Cassie Steele in The L.A. Complex |
The L.A. Complex didn’t fully succeed creatively. (It also gives shrift for the most part to Hollywood's Jewish character.) Removing Tariq from the picture in favour of the closeted American gay rapper Kaldrick King (a weak performance by Andra Fuller) didn’t work – as well as appearing to be a nod to the American audience, who presumably could not identify with the Canadian contingent on the series. And I hated the obnoxious, grating character of Beth Pirelli (Dayle McLeod), a Winnipegger who moves to L.A. with her younger brother Michael (Simon Levison) who is seen as a potential child actor in TV commercials, though the dog-eat-dog nature of that world was well depicted. The show was also uneasily pitched between young adult and adult, resulting in Abby’s too chaste threesome with an actor and actress who star in (ironically) a Christian-themed show she’s hired for. The L.A. Complex, however, did scrupulously depict with honesty the economic difficulties of living in Los Angeles – Abby, for one, is always on the verge of either being evicted or has been evicted because she can’t cough up the necessary rent – though I didn’t exactly buy the so-called cheap motel most of the show’s characters stay at, with its great pool and terrific nightly parties. But even if the show wasn’t great, it was surprisingly truthful. Imagine, a show on American TV that made abundantly clear that your chances for fame, even in our age of reality TV when no talents like the Kardashians get more than their Warholian fifteen minutes, are really mere illusion and wishing won’t make it so. That flies in the face of the myths Hollywood has been peddling since its inception, even if (very) occasionally those myths do become fact. And since believing in the possibilities of attaining the highest rung of the ladder is what fuels Hollywood legend and, in the reverse gives people the joy of reading in the tabloids and gossip columns about all those Hollywood figures who fall off the thing, The L.A. Complex is like a dash of cold water that wakes you from the false fever dream of stardom. Not surprisingly The L.A. Complex lasted a mere two short stints (at 6 and 13 episodes a season). Telling truth to power, as it will, it never really stood a chance.
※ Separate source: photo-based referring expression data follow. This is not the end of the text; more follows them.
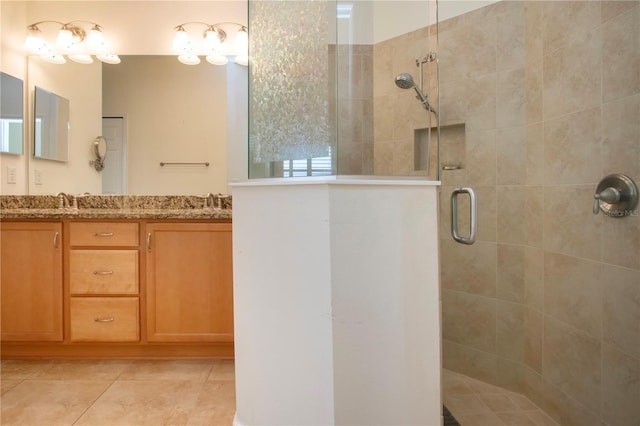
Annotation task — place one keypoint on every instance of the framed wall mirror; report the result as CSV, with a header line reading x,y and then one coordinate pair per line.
x,y
11,115
51,126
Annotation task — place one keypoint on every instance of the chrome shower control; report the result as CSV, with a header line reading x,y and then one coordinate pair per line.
x,y
616,195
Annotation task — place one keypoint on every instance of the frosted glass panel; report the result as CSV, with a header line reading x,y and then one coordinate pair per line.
x,y
289,82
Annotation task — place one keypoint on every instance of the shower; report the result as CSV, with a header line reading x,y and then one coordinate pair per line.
x,y
405,81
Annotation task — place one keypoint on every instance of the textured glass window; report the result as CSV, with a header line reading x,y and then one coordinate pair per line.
x,y
289,90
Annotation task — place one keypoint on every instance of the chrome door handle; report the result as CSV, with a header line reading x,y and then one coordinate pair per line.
x,y
472,216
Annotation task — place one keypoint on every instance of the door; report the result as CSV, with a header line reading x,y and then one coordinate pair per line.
x,y
114,174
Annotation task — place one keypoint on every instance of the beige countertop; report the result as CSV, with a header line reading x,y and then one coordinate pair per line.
x,y
114,207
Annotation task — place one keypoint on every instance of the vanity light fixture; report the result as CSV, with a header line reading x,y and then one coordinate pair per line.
x,y
73,41
214,44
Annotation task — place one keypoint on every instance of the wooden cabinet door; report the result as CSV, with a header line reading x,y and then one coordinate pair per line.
x,y
189,282
31,281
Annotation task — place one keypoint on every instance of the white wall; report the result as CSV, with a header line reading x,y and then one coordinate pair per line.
x,y
13,62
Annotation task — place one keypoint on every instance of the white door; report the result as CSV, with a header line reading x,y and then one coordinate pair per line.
x,y
114,175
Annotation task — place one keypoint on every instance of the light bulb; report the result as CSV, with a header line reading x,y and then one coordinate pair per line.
x,y
217,59
108,58
95,40
211,41
34,42
181,41
64,41
81,59
189,59
242,41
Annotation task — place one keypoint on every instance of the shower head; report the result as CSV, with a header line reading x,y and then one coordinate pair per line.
x,y
405,81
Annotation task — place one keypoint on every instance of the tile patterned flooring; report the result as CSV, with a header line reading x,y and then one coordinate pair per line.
x,y
192,393
475,403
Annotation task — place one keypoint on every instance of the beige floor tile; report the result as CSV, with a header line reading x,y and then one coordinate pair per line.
x,y
7,384
19,369
464,404
540,418
479,419
216,404
193,370
515,418
222,370
144,402
49,402
82,370
498,402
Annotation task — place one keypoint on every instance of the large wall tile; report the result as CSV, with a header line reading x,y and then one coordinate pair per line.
x,y
621,137
533,325
469,268
621,309
510,284
534,277
471,362
620,387
469,320
573,292
573,74
583,16
511,152
572,361
570,227
510,331
621,240
572,148
621,56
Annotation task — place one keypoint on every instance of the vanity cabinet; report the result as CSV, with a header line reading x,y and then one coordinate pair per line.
x,y
189,282
31,281
104,282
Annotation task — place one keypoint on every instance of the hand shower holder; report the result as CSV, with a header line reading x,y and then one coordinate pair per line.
x,y
616,195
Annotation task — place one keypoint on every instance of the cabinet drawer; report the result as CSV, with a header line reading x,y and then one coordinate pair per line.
x,y
103,271
107,234
104,319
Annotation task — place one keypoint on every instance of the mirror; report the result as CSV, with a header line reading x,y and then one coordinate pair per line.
x,y
51,126
11,115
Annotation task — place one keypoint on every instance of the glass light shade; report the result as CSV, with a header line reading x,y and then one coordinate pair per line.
x,y
189,59
109,58
64,41
34,43
81,59
217,59
95,40
181,41
242,42
242,60
211,41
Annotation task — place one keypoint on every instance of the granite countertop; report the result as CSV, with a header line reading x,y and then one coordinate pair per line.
x,y
115,207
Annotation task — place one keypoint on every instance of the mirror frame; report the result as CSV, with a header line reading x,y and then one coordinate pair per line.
x,y
50,126
11,112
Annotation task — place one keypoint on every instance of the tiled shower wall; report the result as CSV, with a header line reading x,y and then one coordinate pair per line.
x,y
547,301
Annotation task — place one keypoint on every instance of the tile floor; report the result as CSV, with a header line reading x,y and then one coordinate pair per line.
x,y
475,403
192,393
136,393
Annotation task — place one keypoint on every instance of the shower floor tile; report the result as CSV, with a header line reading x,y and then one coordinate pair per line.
x,y
475,403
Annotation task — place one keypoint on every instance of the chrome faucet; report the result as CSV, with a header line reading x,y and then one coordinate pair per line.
x,y
64,200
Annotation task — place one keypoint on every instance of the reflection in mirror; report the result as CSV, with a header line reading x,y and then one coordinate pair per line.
x,y
51,126
11,114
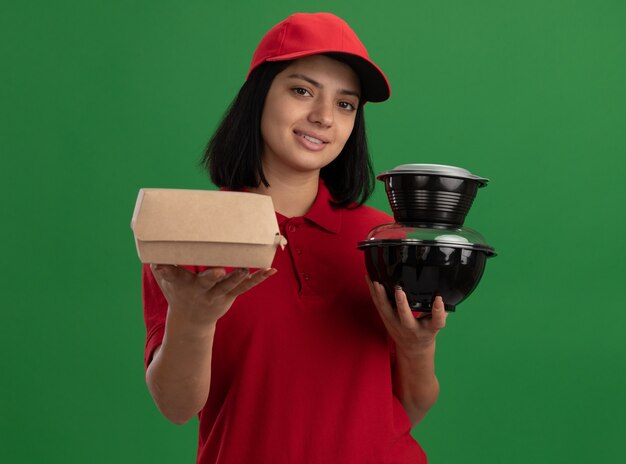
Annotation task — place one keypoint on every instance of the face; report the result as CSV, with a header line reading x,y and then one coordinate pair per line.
x,y
308,115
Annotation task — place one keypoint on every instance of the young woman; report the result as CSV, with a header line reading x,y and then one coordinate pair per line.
x,y
305,362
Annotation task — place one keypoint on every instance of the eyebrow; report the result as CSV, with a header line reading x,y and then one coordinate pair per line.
x,y
314,83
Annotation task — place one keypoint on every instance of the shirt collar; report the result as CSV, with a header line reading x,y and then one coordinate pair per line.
x,y
321,213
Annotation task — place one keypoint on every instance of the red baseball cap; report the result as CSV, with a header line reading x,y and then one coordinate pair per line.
x,y
306,34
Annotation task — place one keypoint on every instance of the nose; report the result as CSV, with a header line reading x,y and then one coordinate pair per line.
x,y
322,113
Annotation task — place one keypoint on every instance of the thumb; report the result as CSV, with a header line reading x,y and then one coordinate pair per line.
x,y
167,272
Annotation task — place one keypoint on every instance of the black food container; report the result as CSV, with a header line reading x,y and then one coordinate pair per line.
x,y
428,252
431,193
426,262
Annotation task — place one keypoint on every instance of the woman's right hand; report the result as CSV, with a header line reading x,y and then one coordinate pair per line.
x,y
203,298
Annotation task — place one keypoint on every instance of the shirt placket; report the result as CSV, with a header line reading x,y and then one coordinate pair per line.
x,y
296,231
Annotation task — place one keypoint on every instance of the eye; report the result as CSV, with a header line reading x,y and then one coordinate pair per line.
x,y
301,91
346,105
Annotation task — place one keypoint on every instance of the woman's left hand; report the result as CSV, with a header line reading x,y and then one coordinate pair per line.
x,y
410,331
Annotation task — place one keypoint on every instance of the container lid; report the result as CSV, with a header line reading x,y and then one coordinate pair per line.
x,y
441,170
402,234
179,215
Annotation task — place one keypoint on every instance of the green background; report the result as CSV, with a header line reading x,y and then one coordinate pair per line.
x,y
99,99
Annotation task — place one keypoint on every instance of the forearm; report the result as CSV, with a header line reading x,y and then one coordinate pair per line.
x,y
415,382
179,375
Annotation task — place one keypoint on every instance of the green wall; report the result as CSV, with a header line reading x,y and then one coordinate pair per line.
x,y
99,99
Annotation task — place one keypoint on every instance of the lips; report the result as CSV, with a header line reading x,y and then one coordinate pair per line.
x,y
311,137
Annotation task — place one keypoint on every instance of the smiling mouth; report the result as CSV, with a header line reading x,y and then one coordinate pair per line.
x,y
311,139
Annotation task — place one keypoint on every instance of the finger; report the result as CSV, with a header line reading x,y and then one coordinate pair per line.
x,y
252,281
209,277
404,310
169,272
231,280
439,315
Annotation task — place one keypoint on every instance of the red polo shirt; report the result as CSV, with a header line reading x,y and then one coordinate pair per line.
x,y
301,369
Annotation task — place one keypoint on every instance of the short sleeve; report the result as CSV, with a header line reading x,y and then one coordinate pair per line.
x,y
154,312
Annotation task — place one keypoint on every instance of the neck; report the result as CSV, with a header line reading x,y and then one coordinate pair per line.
x,y
292,196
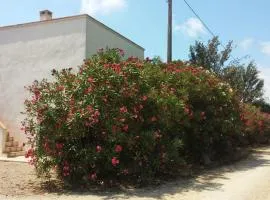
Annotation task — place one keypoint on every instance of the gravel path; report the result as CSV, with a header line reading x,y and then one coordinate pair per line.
x,y
246,180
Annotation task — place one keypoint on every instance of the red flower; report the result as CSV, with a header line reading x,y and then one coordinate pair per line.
x,y
98,149
118,148
115,161
123,109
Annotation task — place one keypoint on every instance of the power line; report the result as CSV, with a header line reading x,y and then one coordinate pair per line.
x,y
205,25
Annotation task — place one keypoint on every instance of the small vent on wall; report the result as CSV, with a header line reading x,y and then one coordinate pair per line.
x,y
45,15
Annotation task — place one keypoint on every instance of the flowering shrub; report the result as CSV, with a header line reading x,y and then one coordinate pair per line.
x,y
127,120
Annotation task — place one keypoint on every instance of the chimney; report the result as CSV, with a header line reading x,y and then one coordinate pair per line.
x,y
45,15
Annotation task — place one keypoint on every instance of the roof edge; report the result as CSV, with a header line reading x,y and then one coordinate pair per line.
x,y
68,18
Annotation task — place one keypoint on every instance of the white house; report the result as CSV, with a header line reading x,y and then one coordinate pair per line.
x,y
29,51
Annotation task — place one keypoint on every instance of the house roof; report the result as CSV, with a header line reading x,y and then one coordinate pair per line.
x,y
69,18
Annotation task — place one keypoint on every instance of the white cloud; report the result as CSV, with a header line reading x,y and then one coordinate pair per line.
x,y
265,48
246,44
191,27
265,75
94,7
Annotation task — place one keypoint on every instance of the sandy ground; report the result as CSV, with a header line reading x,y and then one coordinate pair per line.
x,y
246,180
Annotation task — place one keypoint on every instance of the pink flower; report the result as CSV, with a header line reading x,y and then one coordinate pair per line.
x,y
203,115
125,128
125,172
118,148
115,161
123,109
92,176
90,109
59,145
144,98
88,90
60,88
98,149
90,80
153,119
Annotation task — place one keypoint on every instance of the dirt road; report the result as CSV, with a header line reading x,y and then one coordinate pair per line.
x,y
246,180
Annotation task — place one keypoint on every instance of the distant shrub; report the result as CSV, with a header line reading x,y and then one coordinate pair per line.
x,y
128,120
256,124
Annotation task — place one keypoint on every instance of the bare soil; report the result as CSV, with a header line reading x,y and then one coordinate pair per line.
x,y
248,179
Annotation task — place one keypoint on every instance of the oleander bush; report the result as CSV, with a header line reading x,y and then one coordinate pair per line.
x,y
116,120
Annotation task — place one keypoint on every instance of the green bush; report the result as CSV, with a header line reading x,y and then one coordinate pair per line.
x,y
256,124
129,120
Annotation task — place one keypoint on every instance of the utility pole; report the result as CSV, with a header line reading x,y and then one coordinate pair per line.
x,y
169,45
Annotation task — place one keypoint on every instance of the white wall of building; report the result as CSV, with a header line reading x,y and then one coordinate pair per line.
x,y
29,52
99,36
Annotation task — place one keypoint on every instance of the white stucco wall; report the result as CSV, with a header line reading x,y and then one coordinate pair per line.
x,y
99,36
29,53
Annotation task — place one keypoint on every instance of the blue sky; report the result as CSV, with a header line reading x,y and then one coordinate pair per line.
x,y
145,22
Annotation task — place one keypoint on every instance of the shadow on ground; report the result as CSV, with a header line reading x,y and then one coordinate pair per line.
x,y
206,180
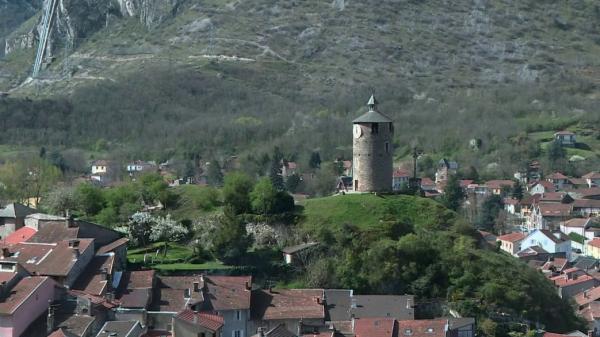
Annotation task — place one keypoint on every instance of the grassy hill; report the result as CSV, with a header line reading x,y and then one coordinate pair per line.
x,y
405,244
234,77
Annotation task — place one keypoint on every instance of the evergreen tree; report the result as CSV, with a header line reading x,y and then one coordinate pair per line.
x,y
453,194
517,192
315,160
214,174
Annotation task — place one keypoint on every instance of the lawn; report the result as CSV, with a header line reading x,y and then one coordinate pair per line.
x,y
174,259
369,210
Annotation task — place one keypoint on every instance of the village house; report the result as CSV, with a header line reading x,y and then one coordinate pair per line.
x,y
121,329
565,138
445,169
586,207
569,284
559,180
548,215
592,179
498,186
511,243
12,217
139,166
556,242
400,179
541,187
23,301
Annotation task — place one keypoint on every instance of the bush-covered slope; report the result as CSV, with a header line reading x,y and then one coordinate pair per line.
x,y
403,244
228,77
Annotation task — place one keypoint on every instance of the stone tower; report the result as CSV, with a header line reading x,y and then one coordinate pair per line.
x,y
373,151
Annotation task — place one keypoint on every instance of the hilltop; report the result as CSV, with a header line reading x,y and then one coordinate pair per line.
x,y
411,245
217,77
– Shlomo Schwartzberg is a film critic, teacher and arts journalist based in Toronto. He teaches regular film courses at the Miles Nadal Jewish Community Centre and Ryerson University's LIFE Institute, where he just finished teaching a course on Hollywood and Society, a look at how Hollywood has handled hot-button issues in the movies over the years that began on May 9 at Ryerson.